Hundreds of millions worldwide want to control their fertility and yet fail to consistently use contraception. Why? Because it is simply not available. Yet it would cost no more than $3.9 billion a year to make family planning tools available. This seems a minimal cost considering the magnitude of benefit.
One of the major resistances to universal availability are the opponents of family planning, who make up a numerous and powerful group. Some suggest that the value of human life is immeasurable and that reproduction must occur unimpeded. Others assert that family planning often translates, or inevitably slides, into practices akin to eugenics (consider Mississippi appendectomies, Margaret Sanger’s Negro Project, and more recently UN funded campaigns to sterilise disabled women).
The challenge today is to examine the issue in its entirety, properly assessing it within our present socio-political context. What does this mean? According to Melinda Gates, it means acknowledging the past but also understanding that “in region after region, parents have again and again decided to have smaller families”. And that “there is no reason to believe that African women have innately different desires from the rest of the women in the world. Given the option, they will bring their overall fertility down.”
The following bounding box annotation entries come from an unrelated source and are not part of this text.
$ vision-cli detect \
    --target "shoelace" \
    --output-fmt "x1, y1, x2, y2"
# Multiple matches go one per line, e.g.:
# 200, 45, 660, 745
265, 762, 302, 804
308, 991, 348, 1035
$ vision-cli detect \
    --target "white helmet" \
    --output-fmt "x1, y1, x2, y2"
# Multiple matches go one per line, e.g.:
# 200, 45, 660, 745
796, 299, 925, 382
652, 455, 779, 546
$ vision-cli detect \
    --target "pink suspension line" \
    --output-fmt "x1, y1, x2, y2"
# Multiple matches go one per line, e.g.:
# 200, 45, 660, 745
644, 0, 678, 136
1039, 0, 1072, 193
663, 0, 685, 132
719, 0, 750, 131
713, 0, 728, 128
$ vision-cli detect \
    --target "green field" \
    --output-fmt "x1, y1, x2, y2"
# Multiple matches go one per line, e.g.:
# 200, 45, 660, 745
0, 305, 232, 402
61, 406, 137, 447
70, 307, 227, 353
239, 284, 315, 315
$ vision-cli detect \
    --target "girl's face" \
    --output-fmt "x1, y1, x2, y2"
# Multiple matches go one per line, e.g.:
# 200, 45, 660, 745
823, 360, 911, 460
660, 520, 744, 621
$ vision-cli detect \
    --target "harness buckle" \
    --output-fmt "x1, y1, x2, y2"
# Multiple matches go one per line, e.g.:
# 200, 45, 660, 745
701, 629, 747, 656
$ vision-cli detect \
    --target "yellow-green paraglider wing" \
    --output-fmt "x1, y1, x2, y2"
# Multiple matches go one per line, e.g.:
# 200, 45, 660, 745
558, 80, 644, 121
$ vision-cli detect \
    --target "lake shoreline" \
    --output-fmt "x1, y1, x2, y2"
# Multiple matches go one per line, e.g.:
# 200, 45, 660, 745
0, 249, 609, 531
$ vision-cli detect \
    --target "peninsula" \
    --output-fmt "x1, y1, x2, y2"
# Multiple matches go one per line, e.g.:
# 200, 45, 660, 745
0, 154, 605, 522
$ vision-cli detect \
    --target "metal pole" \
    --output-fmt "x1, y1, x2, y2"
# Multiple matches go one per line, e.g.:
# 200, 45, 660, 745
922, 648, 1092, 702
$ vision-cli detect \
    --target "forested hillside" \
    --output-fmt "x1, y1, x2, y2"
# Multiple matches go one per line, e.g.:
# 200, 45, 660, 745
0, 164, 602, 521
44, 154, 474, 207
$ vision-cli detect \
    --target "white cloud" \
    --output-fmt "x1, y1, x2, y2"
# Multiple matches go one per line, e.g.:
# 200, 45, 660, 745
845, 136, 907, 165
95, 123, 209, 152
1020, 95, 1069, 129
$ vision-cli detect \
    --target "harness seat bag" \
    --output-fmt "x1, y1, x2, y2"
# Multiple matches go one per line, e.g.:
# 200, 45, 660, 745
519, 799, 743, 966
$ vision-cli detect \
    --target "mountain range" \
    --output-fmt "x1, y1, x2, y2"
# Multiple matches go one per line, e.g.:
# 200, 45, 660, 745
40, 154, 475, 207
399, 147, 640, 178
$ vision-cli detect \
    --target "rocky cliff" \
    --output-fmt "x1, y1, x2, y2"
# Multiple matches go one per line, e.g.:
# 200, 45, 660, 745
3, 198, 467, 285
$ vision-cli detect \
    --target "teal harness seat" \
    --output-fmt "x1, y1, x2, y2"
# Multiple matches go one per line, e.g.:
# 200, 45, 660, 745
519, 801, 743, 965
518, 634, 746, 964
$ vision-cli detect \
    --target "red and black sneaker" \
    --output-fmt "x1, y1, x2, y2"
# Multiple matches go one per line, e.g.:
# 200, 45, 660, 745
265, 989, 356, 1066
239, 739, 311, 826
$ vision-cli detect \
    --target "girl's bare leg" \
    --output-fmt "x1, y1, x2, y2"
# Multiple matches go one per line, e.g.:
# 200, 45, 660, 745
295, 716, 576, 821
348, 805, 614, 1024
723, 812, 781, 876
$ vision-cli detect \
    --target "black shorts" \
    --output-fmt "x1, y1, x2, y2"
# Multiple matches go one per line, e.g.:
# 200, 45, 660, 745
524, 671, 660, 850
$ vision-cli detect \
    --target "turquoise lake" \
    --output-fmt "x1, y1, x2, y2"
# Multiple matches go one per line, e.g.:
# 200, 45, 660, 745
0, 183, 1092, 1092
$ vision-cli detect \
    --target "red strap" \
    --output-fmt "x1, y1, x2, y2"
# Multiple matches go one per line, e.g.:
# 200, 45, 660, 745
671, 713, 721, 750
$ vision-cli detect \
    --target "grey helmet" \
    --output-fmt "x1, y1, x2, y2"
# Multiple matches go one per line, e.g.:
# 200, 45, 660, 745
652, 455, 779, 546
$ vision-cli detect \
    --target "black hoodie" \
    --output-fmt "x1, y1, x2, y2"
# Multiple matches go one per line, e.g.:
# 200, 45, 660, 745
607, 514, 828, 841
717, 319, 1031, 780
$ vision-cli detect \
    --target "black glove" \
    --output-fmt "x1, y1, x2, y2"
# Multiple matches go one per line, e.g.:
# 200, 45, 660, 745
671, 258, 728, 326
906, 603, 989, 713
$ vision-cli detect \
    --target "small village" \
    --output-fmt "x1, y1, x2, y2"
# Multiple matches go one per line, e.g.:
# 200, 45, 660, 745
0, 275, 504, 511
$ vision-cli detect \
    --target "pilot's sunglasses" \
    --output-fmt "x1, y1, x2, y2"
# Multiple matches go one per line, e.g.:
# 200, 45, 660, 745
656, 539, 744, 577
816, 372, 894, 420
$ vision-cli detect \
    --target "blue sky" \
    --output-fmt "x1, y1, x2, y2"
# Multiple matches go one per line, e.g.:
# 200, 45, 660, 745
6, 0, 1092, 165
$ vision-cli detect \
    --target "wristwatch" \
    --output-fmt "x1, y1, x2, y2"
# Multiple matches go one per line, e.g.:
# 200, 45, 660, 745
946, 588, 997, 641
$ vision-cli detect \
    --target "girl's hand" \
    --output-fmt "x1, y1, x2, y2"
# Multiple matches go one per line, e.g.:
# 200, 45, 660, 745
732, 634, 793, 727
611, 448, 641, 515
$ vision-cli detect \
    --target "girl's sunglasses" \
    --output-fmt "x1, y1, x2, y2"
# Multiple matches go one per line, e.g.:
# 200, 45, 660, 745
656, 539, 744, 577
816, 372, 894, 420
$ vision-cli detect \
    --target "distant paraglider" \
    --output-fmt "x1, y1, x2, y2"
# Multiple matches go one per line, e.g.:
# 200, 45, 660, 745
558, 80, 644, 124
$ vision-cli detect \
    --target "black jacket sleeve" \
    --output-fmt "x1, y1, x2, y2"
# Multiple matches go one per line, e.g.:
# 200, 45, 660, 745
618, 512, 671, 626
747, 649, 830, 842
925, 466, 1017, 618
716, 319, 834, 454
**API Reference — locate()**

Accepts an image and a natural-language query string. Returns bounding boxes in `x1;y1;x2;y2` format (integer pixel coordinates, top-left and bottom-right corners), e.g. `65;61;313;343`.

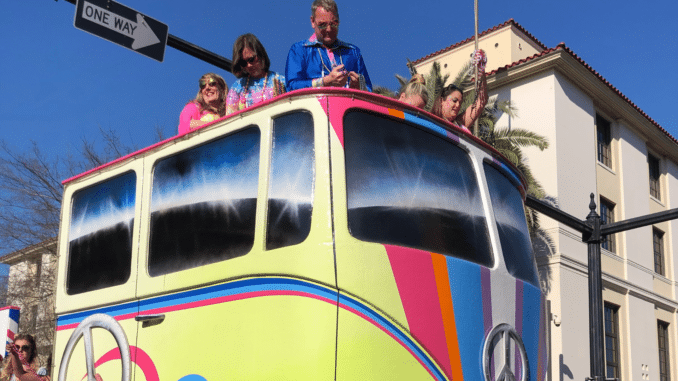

Of course one cannot know for sure what women in Africa and South Asia would do if contraceptives were readily available. But this is not the issue. The issue as posed by Gates is about ensuring a certain quality of life for all of the Earth’s inhabitants by protecting every individual’s right to determine the trajectory of his/her existence. Universal access to contraception, Gates suggests, is an important part of the protection of this right. If a family decides they want three children as opposed to seven, should they not have the freedom to make this choice?
Perhaps attempting to drown out the polemic cacophony that surrounds the issue of family planning, Melinda Gates packaged universal access to contraception as an “uncontroversial idea”. But, in reality, it seems controversy will inevitably follow the issue wherever it leads. And, given the ongoing heated responses to the notion of family planning, this is perhaps to be welcomed.
It is only through public dialogue that issues can be brought to the fore, myths debunked, and stigmas deconstructed. And there is a chance that from this dialogue will spring effective action.